Appearance: Commercial looking and plain, though colored split-rib block can be attractive. Best when used for straight walls.

Initial Cost & Installation: High. Requires steel reinforcement and grout in cells. Best if installed by a mason.

Performance: Must be anchored into a concrete footing placed below frost line. Wall subject to cracking due to expansion and contraction.

Durability: Good. Hydrostatic pressure can build up behind wall if drainage is inadequate. Mortared joints may need re-pointing over time.

Landscape Timber

Appearance: Greenish cast due to pressure treatment for rot resistance. Weathers over time. Best when used for straight walls.

Initial Cost & Installation: Low-Moderate. Can be done by the do-it-yourselfer, but is best if installed by a professional.

Performance: Requires cribbing or “dead-men” tie-backs. No interlock other than spikes or steel rods, which give way over time.

Durability: Poor. Once timber is cut or nailed, water can penetrate and deteriorate wood. Is free-draining, but warps and splits over time.


Mortared Stone

Appearance: Quarried stone in varied shapes and sizes provides attractive, high-end wall. Some types of stone also available in “cut” dimensions. Suitable for straight or curved walls.

Initial Cost & Installation: Very high. Each stone must be selected and mortared in place. Best if built by an experienced stone mason.

Performance: As a gravity structure, wall is wider at the base and tapers as it goes up. Quality workmanship is important to wall staying erect.

Durability: Very Good. Dense stones last indefinitely, though mortar may require re-pointing.
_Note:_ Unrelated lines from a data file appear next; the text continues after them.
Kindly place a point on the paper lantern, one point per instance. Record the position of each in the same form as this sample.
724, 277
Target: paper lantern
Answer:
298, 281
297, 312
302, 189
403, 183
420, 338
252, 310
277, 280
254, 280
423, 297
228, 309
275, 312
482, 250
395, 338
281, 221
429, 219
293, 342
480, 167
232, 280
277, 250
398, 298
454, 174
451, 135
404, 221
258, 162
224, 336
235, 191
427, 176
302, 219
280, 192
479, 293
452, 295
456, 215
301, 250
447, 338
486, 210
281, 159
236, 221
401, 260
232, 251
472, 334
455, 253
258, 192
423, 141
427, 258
Proper drainage required.

Mortared Clay Brick

Appearance: Very attractive material that offers classic lines and a variety of patterns.

Initial Cost & Installation: Very High. Used as a veneer over cast-in-place concrete or block walls. Complexity of construction best left to masons.

Performance: Because it is a veneer system, it has similar properties to cast-in-place or concrete block walls.

Durability: Good. Again good construction and materials necessary to resist freeze-thaw damage. Proper drainage required to minimize hydrostatic pressure build up. Mortar may require re-pointing over time.

Rail-Tie

Appearance: Heavy creosote saturation leaves blackish brown residue. Best when used for straight walls.

Initial Cost & Installation: Moderate. Not readily available, difficult to cut. Best if installed professionally.

Performance: Requires cribbing or “dead-men” tie-backs. No interlock other than spikes or steel rods, which give way over time.

Durability: Fair. Heavy saturation of arsenic and formaldehyde resists rot, though may be toxic. Is free-draining, but warps and splits over time.